Há mais de 40 anos, o ambientalista Nereu Rios dedica sua vida em tempo integral à coleta de sementes, geração de mudas e observação das árvores que perpetuam o ciclo da natureza. No entanto, nos últimos anos, essa rotina tem enfrentado desafios, pois Rios notou que a multiplicação de algumas espécies tornou-se mais difícil.
“No Mato Grosso do Sul, há uns dez anos tenho coletado amostras de pau-ferro [Libidibia ferrea] que dá a vagem, mas não dá a semente”, relata. Nascido em Dourados (MS) e atualmente residindo em Campo Grande (MS), Nereu divide seu tempo entre o viveiro onde trabalha e as viagens pelo Cerrado, observando de perto a diversidade resultante de seu esforço. Ele também percebe mudanças preocupantes no cenário ao seu redor.
“Passando por Olhos D´Água, próximo de Alexânia (GO), eu estava mostrando para o meu filho uns ipês-roxos [Handroanthus impetiginosus] que a gente coletava há uns oito anos e que agora estão morrendo, porque virou monocultura margeando a estrada e quando pulverizam o milharal sai matando tudo”, destaca.
O pesquisador do Instituto de Pesquisa Ambiental da Amazônia (IPAM), André Andrade, explica que a produção de sementes exige muita energia da planta, obtida por meio da fotossíntese, que por sua vez necessita de água e luz solar. Com as mudanças climáticas, esse ciclo natural é perturbado. “Com a mudança climática, quando temos períodos de estiagem muito longos combinados com anos de El Niño, como no final de 2023, há muito sol, mas falta água. A planta para a fotossíntese que precisa, senão ela morre rápido, e assim não consegue produzir a energia para gerar sementes”, explica.
A Organização das Nações Unidas (ONU) também destacou a questão ao trazer como tema para o Dia Mundial do Meio Ambiente, em 5 de junho, o enfrentamento à desertificação e o desenvolvimento da resiliência à seca, alinhados com a Década da Restauração de Ecossistemas. A campanha centraliza a mensagem: “Não podemos retroceder no tempo, mas podemos restaurar florestas, restabelecer os recursos hídricos e trazer o solo de volta. Nós somos a geração que pode fazer as pazes com a terra”.
De acordo com o Programa das Nações Unidas para o Meio Ambiente (PNUMA), bilhões de hectares de terra estão degradados globalmente, causando desertificação e secas. Isso afeta metade da população mundial, especialmente comunidades rurais e pequenos agricultores, colocando em risco metade do Produto Interno Bruto (PIB) global e potencialmente gerando insegurança alimentar.

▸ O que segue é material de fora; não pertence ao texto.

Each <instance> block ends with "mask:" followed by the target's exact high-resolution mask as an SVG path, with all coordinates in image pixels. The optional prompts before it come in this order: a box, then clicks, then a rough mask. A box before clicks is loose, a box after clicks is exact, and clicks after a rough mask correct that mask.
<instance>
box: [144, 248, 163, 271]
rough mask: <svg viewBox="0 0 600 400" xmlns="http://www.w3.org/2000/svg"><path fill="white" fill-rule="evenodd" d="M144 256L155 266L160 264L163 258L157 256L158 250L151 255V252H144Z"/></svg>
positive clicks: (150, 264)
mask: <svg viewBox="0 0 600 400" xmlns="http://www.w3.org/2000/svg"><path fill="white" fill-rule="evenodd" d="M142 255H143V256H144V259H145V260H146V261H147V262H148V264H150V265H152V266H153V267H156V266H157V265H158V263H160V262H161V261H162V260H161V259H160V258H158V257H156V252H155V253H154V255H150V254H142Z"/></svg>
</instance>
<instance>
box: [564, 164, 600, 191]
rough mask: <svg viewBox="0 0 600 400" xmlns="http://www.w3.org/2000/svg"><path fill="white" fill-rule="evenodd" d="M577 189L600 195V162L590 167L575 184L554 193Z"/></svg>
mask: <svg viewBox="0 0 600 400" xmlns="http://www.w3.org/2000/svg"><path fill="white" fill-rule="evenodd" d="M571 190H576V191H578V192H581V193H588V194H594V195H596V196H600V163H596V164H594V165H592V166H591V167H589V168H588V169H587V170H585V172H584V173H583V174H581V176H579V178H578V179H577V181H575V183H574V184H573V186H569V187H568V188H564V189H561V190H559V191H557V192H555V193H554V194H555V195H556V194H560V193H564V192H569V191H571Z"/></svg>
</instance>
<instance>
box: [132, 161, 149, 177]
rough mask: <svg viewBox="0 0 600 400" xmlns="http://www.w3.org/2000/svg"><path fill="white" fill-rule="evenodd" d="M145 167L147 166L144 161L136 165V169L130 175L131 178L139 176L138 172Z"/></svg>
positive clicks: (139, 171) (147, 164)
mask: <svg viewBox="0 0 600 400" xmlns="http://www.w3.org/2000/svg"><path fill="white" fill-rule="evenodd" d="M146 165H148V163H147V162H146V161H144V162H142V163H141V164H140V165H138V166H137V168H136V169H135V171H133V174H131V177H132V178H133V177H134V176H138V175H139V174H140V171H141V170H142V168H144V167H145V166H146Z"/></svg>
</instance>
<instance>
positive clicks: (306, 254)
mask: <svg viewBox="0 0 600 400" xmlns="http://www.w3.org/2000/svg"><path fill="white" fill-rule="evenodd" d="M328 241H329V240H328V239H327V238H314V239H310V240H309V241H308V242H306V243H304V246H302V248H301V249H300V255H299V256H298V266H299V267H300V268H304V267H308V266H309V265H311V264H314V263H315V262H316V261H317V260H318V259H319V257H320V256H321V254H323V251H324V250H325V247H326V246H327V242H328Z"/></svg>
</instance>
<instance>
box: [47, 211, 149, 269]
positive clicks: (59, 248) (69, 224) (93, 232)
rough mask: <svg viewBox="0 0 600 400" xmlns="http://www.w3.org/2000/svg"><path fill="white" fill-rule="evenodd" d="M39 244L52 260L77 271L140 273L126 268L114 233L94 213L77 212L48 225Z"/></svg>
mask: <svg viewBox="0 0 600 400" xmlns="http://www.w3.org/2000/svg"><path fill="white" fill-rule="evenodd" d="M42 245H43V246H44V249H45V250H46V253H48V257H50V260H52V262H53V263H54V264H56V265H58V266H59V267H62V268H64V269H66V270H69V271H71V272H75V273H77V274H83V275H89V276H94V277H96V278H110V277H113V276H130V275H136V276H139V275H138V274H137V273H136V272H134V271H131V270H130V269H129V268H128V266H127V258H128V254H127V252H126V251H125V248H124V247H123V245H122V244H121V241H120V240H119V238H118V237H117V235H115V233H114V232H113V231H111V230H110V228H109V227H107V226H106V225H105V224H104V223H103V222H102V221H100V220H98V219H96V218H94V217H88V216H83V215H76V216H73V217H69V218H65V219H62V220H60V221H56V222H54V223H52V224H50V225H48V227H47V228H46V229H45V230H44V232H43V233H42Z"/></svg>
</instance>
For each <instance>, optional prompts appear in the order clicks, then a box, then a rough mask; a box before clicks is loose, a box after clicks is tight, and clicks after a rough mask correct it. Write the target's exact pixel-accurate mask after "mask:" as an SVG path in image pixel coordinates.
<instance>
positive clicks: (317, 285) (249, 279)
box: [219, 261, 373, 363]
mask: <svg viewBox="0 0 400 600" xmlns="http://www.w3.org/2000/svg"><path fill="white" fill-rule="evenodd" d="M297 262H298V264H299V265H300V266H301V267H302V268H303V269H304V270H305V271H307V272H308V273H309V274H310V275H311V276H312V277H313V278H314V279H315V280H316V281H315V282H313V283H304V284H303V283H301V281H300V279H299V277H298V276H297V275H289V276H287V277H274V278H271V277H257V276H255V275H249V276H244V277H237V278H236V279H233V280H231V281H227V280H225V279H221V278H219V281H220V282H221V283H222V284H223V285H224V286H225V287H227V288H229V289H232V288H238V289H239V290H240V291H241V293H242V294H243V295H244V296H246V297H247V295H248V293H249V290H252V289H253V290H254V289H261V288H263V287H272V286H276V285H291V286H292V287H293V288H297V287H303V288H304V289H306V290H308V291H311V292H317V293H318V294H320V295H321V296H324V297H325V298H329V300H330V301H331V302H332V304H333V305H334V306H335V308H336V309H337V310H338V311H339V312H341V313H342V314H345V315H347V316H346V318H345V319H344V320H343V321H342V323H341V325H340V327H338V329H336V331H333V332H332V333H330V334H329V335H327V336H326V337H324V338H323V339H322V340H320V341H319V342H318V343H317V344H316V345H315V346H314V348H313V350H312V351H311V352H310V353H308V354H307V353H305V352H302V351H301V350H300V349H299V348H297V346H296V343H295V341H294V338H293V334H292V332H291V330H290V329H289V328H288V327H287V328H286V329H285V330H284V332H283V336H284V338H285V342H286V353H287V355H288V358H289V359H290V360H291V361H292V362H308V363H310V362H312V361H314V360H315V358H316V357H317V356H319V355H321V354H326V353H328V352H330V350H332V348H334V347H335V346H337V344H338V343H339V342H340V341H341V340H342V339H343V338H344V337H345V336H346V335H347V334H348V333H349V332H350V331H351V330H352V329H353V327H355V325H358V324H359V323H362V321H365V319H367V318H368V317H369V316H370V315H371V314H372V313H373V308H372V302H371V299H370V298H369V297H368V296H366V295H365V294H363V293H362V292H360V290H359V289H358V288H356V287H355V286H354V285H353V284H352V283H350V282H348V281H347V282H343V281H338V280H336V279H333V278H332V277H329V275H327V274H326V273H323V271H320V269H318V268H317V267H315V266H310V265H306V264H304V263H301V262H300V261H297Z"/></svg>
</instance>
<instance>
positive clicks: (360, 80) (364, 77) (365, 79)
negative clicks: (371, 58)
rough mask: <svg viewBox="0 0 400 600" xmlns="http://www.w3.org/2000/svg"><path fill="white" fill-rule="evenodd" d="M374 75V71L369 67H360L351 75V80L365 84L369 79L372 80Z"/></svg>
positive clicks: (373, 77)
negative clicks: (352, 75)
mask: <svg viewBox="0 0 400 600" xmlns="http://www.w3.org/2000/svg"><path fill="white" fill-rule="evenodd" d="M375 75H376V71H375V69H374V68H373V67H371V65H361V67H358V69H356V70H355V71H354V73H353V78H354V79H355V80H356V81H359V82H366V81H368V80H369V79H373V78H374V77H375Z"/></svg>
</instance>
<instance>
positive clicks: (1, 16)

Andrade enfatiza a importância da restauração de ecossistemas como solução rápida e efetiva para equilibrar os ciclos da água e do carbono, prevenindo o agravamento das mudanças climáticas e suas consequências, como secas e chuvas extremas. “A restauração de grandes áreas é uma estratégia que podemos implementar agora, investindo pesadamente para que, em 20 ou 30 anos, possamos alcançar uma transição energética. Existe um limite para o carbono que as florestas podem armazenar, e a vegetação nativa desempenha um papel crucial nesse processo”, conclui.
Nereu Rios conhece o Cerrado desde jovem, crescendo no campo em uma família de moveleiros. Seu convívio com a terra o fez admirar mais as árvores floridas do que a madeira derrubada. Em sua “missão de vida”, como ele mesmo descreve, aprendeu que as escolhas individuais afetam o clima, a vegetação e até os insetos, que se tornam pragas em um ambiente desequilibrado.
“Sei que tem o bicho que come a seiva na vagem do pau-ferro e não deixa a semente se desenvolver, mas não é só ele o problema. O angelim-amargo [Andira anthelmia] faz uns quatro anos que eu não consigo coletar e tinha muito, assim como a guavira [Campomanesia adamantium], ano passado deu pouca. As coisas que produziam todos os anos, agora produzem ano sim, ano não, às vezes ficam dois ou três anos sem produzir”, explica.